Not broken. The original post was flagged for being of excessive length, and was waiting in the admin queue for me to act on it. I would have either informed you or let it through anyhow when I did my check of the flag posts, which I usually do once a day. It doesn't look like it was that long (perhaps there are some hidden formatting characters within it), but it did include a good bit of quotation of the previous thread that may be the problem.

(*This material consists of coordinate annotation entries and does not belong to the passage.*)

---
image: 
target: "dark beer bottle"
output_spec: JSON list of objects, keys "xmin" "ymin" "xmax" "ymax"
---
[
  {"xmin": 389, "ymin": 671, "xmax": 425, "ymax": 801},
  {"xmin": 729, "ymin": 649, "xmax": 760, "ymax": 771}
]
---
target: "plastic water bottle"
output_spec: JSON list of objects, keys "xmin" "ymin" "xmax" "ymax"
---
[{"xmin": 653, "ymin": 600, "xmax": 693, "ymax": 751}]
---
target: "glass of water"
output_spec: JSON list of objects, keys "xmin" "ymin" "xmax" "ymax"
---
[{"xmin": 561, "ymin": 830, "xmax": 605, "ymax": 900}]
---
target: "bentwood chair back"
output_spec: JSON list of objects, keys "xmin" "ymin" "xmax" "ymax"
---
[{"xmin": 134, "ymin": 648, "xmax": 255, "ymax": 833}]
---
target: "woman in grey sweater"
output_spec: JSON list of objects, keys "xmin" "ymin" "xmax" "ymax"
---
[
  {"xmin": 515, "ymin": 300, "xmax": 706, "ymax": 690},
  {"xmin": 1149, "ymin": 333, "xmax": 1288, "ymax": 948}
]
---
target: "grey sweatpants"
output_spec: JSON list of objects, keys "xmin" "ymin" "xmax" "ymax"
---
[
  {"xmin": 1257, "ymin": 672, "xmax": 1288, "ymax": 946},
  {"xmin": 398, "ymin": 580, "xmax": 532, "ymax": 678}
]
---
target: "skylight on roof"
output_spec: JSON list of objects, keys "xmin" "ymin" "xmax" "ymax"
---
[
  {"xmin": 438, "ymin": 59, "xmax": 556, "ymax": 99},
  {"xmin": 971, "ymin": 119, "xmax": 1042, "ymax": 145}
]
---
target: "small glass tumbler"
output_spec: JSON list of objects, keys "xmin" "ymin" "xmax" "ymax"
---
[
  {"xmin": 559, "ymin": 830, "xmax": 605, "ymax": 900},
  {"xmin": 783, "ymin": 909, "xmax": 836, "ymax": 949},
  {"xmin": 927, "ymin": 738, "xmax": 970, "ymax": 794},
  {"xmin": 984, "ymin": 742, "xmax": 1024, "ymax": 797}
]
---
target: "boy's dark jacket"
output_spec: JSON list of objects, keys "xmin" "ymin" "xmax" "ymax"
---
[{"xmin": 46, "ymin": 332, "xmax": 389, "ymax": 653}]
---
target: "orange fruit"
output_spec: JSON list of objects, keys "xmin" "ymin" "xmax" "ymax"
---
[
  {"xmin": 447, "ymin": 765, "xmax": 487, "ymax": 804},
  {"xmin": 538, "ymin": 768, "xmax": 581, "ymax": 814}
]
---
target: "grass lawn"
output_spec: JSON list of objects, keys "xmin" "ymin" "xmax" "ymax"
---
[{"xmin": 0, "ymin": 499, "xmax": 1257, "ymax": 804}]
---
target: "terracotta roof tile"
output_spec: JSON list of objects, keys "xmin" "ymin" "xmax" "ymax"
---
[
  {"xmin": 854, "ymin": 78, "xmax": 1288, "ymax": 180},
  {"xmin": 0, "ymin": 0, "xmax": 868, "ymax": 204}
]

I post this publicly to make two broader suggestions to the group. First, trim quoted material. There is rarely a situation where an entire post needs to be quoted (I realize that a lot of you use softward that does this automatically, without you even knowing it, but we recently had a full Digest quoted just to make a one-line comment). The more you quote, the more you run the risk of exceeding the 35000 character maximum. Second, please be a little patient. If a post has 'gone missing' it may be held up in the moderation queue. Drop me a note (or simply give it a day) before reposting or I may end up with multiple copies in the queue, and the way the software is set up, I cannot accept just one, but have to either approve all or reject all.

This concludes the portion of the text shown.